October 18, 1995. Rehearing Denied November 15, 1995.
Appeal from the Circuit Court, Dade County, Robbie M. Barr, J.
Neil M. Nameroff, Miami, for appellant.
Robert A. Butterworth, Attorney General, and Douglas J. Glaid, Assistant Attorney General, for appellee.
Before HUBBART, GODERICH and GREEN, JJ.
Rolando Chao appeals his conviction for manslaughter with a firearm after a trial by jury. Of the two claimed points of error raised on this appeal, we deem only one to merit discussion and reversal for a new trial.
Chao contends that the trial court erred by refusing to permit him to introduce his audiotaped statement made to police shortly after his arrest. Initially the trial court had excluded the statement as substantive evidence because it was deemed to be self-serving hearsay. The state, however, subsequently proceeded to allude to and read from a portion of the statement during its cross examination of Chao. Thereafter, Chao requested that the audiotaped statement be played in its entirety to the jury for the sake of completeness. The trial court refused to have the statement in its entirety played. Rather, the trial court gave Chao the option of having the prosecutor read any other portions of the statement Chao deemed appropriate to "make it fair." Chao argues this was reversible error, citing section 90.108, Florida Statutes (1993) and Long v. State, 610 So.2d 1276, 1280 (Fla. 1992). We agree.

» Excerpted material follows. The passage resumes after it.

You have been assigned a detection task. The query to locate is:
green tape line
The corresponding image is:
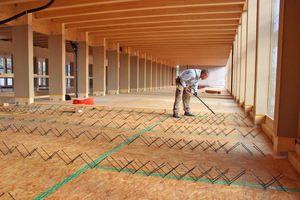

Long is clear that under section 90.108, a party, in the interest of fairness, has the option to introduce all or part of a recorded statement if the opposing party "opens the door" by referring to portions of it during its case. Id.; see also Guerrero v. State, 532 So.2d 75, 77 (Fla. 3d DCA 1988); Burch v. State, 360 So.2d 462, 464 (Fla. 3d DCA 1978). We cannot conclude that the trial court's ruling on this point was harmless error, as the theory of Chao's case was self-defense; this tape could arguably serve to rebut the prosecutor's charge of recent fabrication on the part of Chao.
Reversed and remanded for new trial.